Stuart Kirk a-t-il voulu provoquer, divertir ou simplement s’écarter des banalités bien pensantes sur la finance durable? L’ancien journaliste (au Financial Times pendant sept ans) s’en est pris au «culte» de la fin du monde pratiqué par plus d’une banque qui souhaite vendre des fonds d’investissement «verts». A cette surenchère permanente du marketing de la peur digne du dernier des assureurs ou des vendeurs de systèmes d’alarme, qui insistent sur les statistiques de la criminalité pour pousser à l’achat.

Aucune conséquence

La polémique déclenchée par cette présentation montre l’impossibilité d’un autre discours que celui de la fin du monde, ou même d’une simple discussion. Peut-être car les grands paquebots bancaires veulent montrer qu’ils se sont engagés sur la voie des placements verts. Ou peut-être craint-on que le discours de Kirk décourage les individus de modifier leurs habitudes afin de moins polluer.

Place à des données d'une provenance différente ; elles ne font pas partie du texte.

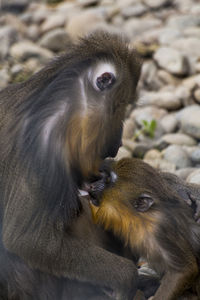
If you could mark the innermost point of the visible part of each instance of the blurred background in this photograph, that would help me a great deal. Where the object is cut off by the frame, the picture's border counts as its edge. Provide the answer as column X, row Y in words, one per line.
column 164, row 128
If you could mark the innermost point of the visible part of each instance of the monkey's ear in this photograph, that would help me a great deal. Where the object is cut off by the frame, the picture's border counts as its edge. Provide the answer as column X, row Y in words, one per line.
column 143, row 202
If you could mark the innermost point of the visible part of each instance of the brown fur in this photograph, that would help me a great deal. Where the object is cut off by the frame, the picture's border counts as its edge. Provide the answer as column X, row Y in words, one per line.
column 142, row 209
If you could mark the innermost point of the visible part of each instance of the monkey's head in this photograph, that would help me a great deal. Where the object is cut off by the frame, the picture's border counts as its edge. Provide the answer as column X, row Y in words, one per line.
column 134, row 203
column 105, row 73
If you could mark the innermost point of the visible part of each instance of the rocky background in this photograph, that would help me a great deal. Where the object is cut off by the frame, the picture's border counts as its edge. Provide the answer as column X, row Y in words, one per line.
column 164, row 128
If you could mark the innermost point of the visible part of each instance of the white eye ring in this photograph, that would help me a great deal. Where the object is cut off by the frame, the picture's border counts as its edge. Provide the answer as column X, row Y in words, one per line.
column 103, row 75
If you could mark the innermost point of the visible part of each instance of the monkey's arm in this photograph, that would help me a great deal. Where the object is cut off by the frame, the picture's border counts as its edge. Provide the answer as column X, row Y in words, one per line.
column 46, row 246
column 187, row 191
column 173, row 284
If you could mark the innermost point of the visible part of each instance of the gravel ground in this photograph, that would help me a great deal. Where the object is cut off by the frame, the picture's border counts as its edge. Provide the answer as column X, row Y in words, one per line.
column 164, row 129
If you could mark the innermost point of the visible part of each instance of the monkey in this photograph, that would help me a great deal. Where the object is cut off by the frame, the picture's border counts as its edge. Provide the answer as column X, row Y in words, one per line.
column 55, row 130
column 140, row 207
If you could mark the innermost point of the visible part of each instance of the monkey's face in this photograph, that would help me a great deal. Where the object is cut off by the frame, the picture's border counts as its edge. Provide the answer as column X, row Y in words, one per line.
column 106, row 83
column 130, row 204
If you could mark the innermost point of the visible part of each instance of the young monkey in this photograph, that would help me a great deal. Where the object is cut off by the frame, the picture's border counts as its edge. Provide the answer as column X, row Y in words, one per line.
column 139, row 206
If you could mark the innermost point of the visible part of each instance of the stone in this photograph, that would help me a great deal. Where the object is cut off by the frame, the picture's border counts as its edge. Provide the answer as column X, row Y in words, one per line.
column 194, row 177
column 4, row 78
column 33, row 32
column 183, row 21
column 135, row 27
column 196, row 95
column 169, row 123
column 184, row 173
column 122, row 153
column 157, row 3
column 189, row 47
column 8, row 36
column 166, row 78
column 171, row 60
column 176, row 155
column 161, row 164
column 55, row 40
column 148, row 113
column 189, row 118
column 129, row 128
column 195, row 155
column 167, row 36
column 54, row 21
column 85, row 22
column 164, row 99
column 134, row 10
column 26, row 49
column 152, row 154
column 177, row 139
column 86, row 3
column 149, row 76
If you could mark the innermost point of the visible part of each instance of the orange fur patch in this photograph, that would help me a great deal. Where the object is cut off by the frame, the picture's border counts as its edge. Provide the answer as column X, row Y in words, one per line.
column 133, row 228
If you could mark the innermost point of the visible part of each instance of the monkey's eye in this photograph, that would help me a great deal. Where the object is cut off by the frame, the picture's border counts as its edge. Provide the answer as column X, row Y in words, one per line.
column 105, row 81
column 143, row 202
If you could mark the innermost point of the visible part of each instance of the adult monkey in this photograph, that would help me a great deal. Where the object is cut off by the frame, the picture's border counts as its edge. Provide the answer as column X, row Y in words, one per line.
column 55, row 129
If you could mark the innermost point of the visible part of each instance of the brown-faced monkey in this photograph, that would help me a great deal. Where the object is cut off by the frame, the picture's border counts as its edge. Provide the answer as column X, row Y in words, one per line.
column 55, row 130
column 140, row 207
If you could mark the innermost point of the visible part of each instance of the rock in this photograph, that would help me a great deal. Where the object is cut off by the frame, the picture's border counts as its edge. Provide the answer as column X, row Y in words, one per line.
column 54, row 21
column 134, row 10
column 195, row 155
column 86, row 3
column 176, row 155
column 4, row 78
column 161, row 164
column 166, row 78
column 191, row 81
column 83, row 23
column 147, row 113
column 14, row 6
column 33, row 32
column 157, row 3
column 184, row 173
column 122, row 153
column 129, row 128
column 8, row 36
column 196, row 95
column 163, row 99
column 55, row 40
column 184, row 94
column 177, row 139
column 152, row 154
column 189, row 47
column 149, row 76
column 171, row 60
column 26, row 49
column 167, row 36
column 169, row 123
column 183, row 21
column 194, row 177
column 189, row 118
column 135, row 27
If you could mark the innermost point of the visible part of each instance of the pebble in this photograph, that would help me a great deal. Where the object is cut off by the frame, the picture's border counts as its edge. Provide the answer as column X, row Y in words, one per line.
column 55, row 40
column 194, row 177
column 163, row 99
column 189, row 118
column 148, row 113
column 169, row 123
column 195, row 155
column 177, row 139
column 26, row 49
column 171, row 60
column 176, row 155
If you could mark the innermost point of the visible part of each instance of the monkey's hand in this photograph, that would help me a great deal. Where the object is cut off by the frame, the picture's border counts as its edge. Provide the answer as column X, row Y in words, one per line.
column 53, row 249
column 189, row 192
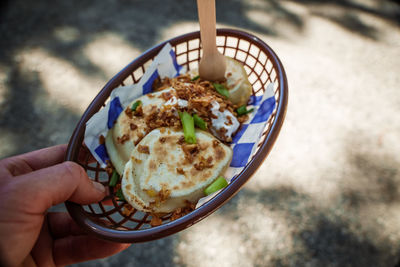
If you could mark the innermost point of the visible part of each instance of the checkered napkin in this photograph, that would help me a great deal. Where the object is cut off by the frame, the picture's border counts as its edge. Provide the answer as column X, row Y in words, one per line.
column 165, row 65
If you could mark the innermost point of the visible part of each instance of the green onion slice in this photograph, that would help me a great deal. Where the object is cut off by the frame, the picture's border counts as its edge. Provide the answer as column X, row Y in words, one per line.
column 218, row 184
column 188, row 127
column 114, row 178
column 242, row 110
column 195, row 78
column 221, row 89
column 135, row 105
column 199, row 122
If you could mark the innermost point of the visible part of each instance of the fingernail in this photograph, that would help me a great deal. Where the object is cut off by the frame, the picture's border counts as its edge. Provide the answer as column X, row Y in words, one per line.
column 99, row 186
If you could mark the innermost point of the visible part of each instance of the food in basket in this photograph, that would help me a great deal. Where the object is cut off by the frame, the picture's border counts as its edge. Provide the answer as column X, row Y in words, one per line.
column 237, row 83
column 164, row 172
column 165, row 163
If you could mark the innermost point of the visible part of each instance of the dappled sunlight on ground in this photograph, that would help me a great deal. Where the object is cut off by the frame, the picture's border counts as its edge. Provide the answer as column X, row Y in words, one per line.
column 110, row 53
column 63, row 83
column 327, row 195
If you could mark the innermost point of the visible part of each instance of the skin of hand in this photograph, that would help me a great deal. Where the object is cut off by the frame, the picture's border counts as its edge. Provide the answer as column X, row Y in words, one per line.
column 30, row 236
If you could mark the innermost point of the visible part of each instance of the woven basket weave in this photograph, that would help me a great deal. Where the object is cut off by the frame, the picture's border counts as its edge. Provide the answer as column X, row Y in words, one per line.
column 107, row 219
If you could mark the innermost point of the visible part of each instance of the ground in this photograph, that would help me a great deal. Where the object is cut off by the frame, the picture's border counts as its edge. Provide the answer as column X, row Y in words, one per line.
column 327, row 195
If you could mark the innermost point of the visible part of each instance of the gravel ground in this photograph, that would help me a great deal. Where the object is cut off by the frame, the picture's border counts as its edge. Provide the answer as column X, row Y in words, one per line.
column 328, row 193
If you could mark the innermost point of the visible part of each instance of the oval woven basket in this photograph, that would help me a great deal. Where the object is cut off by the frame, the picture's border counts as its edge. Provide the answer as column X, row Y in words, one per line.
column 107, row 219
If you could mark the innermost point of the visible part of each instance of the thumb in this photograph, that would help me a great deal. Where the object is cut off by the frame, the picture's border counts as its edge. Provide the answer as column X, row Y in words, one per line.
column 56, row 184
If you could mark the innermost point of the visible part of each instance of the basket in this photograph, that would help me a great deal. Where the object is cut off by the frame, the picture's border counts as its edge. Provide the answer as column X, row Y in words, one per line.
column 107, row 219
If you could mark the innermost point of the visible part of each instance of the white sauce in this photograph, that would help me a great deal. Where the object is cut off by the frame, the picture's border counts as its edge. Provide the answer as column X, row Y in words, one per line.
column 222, row 120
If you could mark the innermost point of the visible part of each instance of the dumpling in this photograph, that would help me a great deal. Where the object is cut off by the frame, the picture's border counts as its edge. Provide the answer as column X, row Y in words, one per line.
column 164, row 172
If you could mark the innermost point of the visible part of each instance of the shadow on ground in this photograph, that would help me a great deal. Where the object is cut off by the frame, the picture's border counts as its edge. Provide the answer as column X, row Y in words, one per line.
column 26, row 24
column 327, row 234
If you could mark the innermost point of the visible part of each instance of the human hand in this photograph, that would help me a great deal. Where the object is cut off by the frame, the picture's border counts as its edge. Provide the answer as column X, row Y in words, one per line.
column 29, row 185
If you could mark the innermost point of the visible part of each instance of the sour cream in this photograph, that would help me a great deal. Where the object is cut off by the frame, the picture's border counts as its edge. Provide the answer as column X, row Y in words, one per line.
column 222, row 121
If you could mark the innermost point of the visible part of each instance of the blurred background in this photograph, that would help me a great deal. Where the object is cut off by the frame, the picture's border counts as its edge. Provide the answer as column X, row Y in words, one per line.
column 329, row 192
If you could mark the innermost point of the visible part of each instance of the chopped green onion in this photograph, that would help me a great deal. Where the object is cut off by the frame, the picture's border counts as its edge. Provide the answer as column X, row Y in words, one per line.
column 120, row 195
column 188, row 127
column 195, row 78
column 135, row 105
column 199, row 122
column 242, row 110
column 114, row 179
column 221, row 89
column 218, row 184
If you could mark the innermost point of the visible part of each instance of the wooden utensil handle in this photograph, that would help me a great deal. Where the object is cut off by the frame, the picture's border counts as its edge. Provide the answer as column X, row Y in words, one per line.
column 206, row 11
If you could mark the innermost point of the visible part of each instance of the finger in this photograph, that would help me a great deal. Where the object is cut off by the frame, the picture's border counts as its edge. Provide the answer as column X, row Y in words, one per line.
column 75, row 249
column 56, row 184
column 35, row 160
column 62, row 225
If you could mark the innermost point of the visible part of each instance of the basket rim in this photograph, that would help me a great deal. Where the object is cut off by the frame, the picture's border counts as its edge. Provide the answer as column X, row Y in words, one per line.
column 77, row 212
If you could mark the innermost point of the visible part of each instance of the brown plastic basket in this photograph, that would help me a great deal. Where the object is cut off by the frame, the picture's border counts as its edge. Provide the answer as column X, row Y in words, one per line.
column 263, row 66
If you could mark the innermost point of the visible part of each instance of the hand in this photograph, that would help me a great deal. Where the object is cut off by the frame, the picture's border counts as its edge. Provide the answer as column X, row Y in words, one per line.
column 29, row 185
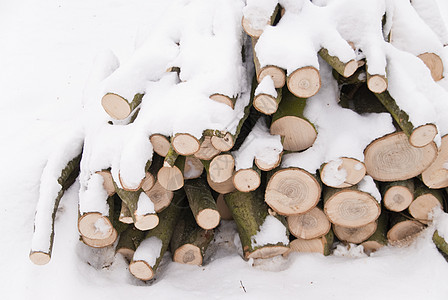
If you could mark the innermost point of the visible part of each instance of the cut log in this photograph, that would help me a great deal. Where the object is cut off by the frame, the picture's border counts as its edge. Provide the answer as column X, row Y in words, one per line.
column 403, row 230
column 292, row 191
column 141, row 208
column 436, row 175
column 129, row 241
column 345, row 69
column 160, row 143
column 160, row 196
column 434, row 64
column 378, row 239
column 202, row 203
column 193, row 167
column 350, row 169
column 355, row 235
column 189, row 242
column 398, row 195
column 419, row 136
column 304, row 82
column 150, row 252
column 108, row 182
column 43, row 236
column 206, row 151
column 377, row 83
column 251, row 216
column 425, row 201
column 309, row 225
column 350, row 207
column 229, row 101
column 118, row 107
column 392, row 158
column 222, row 187
column 320, row 245
column 289, row 122
column 185, row 144
column 223, row 209
column 220, row 168
column 247, row 180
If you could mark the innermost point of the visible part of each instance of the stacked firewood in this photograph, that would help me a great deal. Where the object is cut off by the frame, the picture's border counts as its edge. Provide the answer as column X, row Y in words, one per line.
column 290, row 176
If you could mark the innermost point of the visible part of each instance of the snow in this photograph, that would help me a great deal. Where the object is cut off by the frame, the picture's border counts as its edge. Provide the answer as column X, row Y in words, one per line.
column 144, row 205
column 46, row 55
column 271, row 232
column 149, row 250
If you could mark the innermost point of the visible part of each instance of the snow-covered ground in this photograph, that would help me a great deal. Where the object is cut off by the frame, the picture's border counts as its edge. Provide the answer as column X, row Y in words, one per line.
column 46, row 53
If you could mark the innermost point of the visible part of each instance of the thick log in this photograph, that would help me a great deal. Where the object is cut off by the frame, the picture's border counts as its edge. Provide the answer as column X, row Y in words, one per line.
column 202, row 203
column 43, row 235
column 355, row 235
column 309, row 225
column 398, row 195
column 392, row 158
column 436, row 175
column 118, row 107
column 350, row 207
column 189, row 241
column 292, row 191
column 251, row 215
column 128, row 242
column 353, row 171
column 289, row 122
column 320, row 245
column 150, row 252
column 304, row 82
column 419, row 136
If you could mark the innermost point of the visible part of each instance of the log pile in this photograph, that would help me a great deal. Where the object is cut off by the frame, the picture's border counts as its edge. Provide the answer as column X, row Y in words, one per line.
column 291, row 179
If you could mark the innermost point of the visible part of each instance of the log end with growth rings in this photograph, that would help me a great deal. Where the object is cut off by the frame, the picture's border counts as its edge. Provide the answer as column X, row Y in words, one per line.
column 116, row 106
column 304, row 82
column 141, row 270
column 188, row 254
column 292, row 191
column 246, row 180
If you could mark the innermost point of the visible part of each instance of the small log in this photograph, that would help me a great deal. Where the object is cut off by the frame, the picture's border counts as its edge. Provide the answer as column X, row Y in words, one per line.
column 309, row 225
column 392, row 158
column 418, row 136
column 43, row 237
column 398, row 195
column 128, row 242
column 250, row 214
column 247, row 180
column 193, row 167
column 189, row 241
column 160, row 143
column 185, row 144
column 436, row 175
column 206, row 151
column 118, row 107
column 345, row 69
column 289, row 122
column 425, row 201
column 150, row 252
column 350, row 207
column 292, row 191
column 223, row 209
column 350, row 169
column 304, row 82
column 221, row 187
column 403, row 230
column 202, row 203
column 378, row 239
column 320, row 245
column 434, row 64
column 355, row 235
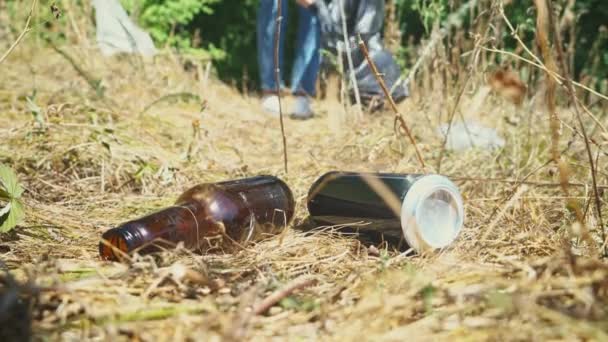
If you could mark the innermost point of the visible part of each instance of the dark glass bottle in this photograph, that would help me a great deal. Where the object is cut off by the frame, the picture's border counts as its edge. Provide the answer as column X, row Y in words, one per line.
column 207, row 216
column 426, row 210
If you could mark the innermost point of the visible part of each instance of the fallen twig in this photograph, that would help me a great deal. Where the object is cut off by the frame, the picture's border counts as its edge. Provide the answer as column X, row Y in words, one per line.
column 349, row 58
column 398, row 118
column 26, row 29
column 276, row 296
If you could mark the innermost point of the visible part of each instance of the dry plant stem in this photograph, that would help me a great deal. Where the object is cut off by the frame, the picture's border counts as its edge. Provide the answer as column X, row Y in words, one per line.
column 512, row 181
column 559, row 78
column 398, row 118
column 276, row 296
column 277, row 77
column 353, row 79
column 542, row 24
column 26, row 29
column 522, row 189
column 571, row 92
column 450, row 120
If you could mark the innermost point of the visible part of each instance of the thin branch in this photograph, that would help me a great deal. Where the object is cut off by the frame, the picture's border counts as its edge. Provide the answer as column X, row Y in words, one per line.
column 398, row 118
column 26, row 29
column 542, row 24
column 353, row 79
column 276, row 296
column 512, row 181
column 559, row 78
column 277, row 77
column 571, row 92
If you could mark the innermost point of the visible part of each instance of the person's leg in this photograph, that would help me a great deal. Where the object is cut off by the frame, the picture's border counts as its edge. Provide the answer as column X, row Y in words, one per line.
column 307, row 61
column 266, row 24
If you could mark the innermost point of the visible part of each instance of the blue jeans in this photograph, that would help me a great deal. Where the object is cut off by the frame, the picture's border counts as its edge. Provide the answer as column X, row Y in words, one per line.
column 307, row 57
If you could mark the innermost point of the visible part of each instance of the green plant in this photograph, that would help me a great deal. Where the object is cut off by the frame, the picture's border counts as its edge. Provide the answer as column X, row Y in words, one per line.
column 165, row 19
column 10, row 192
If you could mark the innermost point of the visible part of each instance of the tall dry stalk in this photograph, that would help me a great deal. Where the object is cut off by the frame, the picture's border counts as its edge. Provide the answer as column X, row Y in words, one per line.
column 399, row 122
column 542, row 37
column 351, row 68
column 277, row 77
column 570, row 88
column 26, row 29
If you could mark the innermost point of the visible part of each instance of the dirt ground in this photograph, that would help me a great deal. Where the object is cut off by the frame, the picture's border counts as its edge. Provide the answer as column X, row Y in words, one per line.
column 94, row 154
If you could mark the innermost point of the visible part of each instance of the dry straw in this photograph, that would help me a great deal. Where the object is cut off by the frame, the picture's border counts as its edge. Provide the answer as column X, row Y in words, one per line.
column 516, row 272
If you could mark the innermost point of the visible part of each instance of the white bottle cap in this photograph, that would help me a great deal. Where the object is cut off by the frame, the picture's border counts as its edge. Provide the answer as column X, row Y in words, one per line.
column 432, row 213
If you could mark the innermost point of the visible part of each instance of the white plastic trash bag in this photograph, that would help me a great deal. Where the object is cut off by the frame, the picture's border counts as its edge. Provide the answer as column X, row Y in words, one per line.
column 117, row 33
column 463, row 136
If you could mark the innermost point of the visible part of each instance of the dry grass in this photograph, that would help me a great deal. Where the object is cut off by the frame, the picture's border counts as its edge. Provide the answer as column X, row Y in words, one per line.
column 514, row 273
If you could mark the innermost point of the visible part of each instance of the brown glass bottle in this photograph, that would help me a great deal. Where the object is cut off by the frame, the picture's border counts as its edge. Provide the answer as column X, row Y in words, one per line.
column 207, row 216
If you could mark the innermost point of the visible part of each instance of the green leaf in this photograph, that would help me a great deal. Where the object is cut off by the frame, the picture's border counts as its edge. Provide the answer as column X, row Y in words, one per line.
column 5, row 210
column 8, row 180
column 14, row 216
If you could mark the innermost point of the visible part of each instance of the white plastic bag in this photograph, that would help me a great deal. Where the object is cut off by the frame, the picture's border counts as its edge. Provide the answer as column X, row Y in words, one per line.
column 117, row 33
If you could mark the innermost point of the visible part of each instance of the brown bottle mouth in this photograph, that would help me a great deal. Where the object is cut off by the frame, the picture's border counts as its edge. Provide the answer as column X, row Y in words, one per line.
column 113, row 246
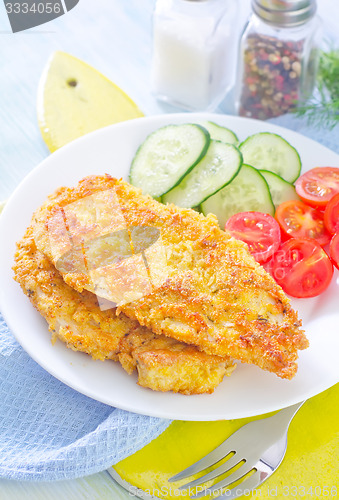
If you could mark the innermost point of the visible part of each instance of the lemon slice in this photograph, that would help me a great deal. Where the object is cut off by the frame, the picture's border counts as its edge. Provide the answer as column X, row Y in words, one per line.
column 74, row 99
column 307, row 469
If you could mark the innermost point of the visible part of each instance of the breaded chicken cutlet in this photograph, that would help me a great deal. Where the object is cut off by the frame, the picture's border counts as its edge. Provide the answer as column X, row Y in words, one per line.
column 201, row 286
column 162, row 364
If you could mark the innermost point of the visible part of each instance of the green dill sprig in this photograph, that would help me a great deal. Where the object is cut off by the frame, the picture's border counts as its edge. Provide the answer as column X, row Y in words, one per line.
column 323, row 110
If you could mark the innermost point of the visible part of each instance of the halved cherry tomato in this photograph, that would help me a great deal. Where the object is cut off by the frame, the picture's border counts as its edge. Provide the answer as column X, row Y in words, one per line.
column 260, row 231
column 298, row 220
column 334, row 250
column 317, row 186
column 302, row 268
column 331, row 215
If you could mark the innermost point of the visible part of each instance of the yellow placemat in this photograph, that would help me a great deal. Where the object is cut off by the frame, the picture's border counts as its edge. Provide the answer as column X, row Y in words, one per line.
column 310, row 468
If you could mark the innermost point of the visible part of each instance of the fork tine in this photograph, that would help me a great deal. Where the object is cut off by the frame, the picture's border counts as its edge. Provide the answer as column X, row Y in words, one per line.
column 248, row 485
column 231, row 462
column 235, row 476
column 224, row 449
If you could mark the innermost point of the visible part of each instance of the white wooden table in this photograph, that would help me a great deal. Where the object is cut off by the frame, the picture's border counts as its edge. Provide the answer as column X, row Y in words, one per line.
column 115, row 37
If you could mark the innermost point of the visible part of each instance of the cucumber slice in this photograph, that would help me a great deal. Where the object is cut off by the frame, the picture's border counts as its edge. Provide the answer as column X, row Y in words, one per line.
column 219, row 133
column 280, row 189
column 217, row 168
column 247, row 192
column 166, row 156
column 267, row 151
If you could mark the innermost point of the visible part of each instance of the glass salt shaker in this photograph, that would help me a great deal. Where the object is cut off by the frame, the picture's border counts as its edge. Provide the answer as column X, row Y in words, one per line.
column 278, row 58
column 194, row 51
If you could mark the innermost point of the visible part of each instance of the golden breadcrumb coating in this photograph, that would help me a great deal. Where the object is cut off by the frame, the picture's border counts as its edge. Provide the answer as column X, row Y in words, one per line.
column 202, row 286
column 163, row 364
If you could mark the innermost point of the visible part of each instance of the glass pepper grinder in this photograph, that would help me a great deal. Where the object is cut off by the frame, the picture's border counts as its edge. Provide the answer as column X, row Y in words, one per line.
column 278, row 58
column 193, row 51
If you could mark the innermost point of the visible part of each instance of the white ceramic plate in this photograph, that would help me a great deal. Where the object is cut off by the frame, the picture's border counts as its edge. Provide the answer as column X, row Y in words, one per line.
column 249, row 391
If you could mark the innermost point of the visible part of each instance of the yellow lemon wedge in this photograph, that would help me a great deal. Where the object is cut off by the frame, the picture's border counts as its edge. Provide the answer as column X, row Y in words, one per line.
column 74, row 99
column 308, row 469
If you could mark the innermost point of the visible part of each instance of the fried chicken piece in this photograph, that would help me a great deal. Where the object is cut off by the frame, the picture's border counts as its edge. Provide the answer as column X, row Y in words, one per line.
column 75, row 318
column 199, row 286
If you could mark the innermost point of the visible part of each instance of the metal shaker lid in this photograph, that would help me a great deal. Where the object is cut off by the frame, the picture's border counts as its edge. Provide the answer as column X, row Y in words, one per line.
column 285, row 12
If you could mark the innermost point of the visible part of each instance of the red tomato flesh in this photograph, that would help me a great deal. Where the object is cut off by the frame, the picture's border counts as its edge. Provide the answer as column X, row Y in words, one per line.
column 334, row 250
column 317, row 186
column 298, row 220
column 302, row 268
column 331, row 215
column 260, row 231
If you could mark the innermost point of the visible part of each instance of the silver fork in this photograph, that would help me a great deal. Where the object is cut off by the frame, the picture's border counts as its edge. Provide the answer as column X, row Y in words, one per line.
column 257, row 448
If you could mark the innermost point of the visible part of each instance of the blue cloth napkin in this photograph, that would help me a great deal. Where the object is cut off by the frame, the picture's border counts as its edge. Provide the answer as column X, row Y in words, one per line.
column 49, row 431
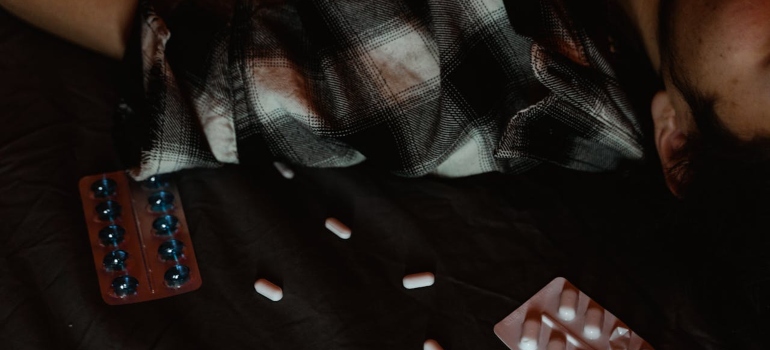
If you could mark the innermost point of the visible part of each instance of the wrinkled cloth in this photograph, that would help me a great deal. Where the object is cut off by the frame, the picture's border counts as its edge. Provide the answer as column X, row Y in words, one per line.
column 452, row 88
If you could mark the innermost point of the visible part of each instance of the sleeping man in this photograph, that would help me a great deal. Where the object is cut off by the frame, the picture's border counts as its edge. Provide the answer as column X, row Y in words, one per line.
column 450, row 88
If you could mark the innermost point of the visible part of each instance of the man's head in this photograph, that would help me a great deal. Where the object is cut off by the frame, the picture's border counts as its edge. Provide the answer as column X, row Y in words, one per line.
column 715, row 111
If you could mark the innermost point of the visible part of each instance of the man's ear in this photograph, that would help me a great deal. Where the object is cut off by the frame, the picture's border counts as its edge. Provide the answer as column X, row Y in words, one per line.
column 669, row 139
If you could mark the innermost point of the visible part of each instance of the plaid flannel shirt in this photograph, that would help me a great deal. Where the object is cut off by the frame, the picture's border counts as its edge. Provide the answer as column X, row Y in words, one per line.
column 454, row 88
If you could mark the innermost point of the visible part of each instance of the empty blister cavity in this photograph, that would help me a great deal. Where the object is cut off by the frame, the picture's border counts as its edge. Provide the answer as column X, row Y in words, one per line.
column 161, row 201
column 284, row 169
column 108, row 210
column 568, row 304
column 593, row 322
column 115, row 260
column 530, row 333
column 431, row 344
column 165, row 225
column 104, row 188
column 124, row 286
column 338, row 228
column 112, row 235
column 171, row 250
column 419, row 280
column 268, row 290
column 176, row 276
column 156, row 182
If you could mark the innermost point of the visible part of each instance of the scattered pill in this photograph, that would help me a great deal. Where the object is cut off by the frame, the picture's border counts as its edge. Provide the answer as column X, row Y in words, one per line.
column 593, row 323
column 115, row 260
column 568, row 304
column 108, row 210
column 112, row 235
column 104, row 188
column 176, row 276
column 431, row 344
column 161, row 201
column 419, row 280
column 124, row 286
column 338, row 228
column 165, row 225
column 268, row 289
column 171, row 250
column 284, row 169
column 156, row 182
column 530, row 333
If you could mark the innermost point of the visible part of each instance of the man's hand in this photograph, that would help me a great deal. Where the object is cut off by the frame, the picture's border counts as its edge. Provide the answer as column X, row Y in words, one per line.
column 100, row 25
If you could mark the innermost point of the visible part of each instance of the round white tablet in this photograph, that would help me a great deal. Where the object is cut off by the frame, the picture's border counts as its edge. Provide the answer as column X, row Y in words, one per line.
column 419, row 280
column 268, row 289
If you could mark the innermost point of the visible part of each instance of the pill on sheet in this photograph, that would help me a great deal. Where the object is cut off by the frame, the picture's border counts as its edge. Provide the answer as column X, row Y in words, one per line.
column 268, row 289
column 431, row 344
column 419, row 280
column 338, row 228
column 284, row 169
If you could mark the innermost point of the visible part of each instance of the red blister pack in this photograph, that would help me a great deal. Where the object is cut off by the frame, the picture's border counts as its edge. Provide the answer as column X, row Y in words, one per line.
column 139, row 238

«Les mises en garde infondées, partisanes, égoïstes et apocalyptiques sont toujours fausses», dénonce également le probable futur ex-banquier. La conséquence de cet emballement: il doit consacrer l’essentiel de son temps à penser à quelque chose qui arrivera dans plusieurs décennies, alors qu’en pratique, cela n’a aucune importance pour une banque, selon lui. La durée moyenne d’un crédit accordé par HSBC est de 6 ans: «Ce qui se passe la 7e année n’a aucune importance». Alors dans vingt ans… Par ailleurs, plus on lit d’articles mentionnant l’expression «catastrophe climatique», plus les actifs risqués montent, avance-t-il encore.

Confiance dans l’humain

Sur les réseaux, cette histoire est pour le moins clivante. HSBC se fait aussi bien étriller pour avoir bâillonné Kirk que pour l’avoir engagé. Certains espèrent qu’il perdra son job, d’autres le voudraient promu au poste de premier ministre, ou même de roi. D’autres, enfin, le comparent aux lanceurs d’alerte qui avaient vu avant la crise de 2008 que les subprimes allaient faire exploser la finance mondiale.

Finalement, Stuart Kirk ne conteste pas l’évolution inquiétante du climat. Il est simplement persuadé que l’homme agira et s’adaptera, comme l’humanité l’a toujours fait. Si bien que des parades seront trouvées contre les effets du dérèglement climatique. Il recommande chaleureusement d’investir dans la transition écologique. D’agir, donc, le plus tôt étant le mieux. C’est peut-être cela qui fait peur à tant de monde.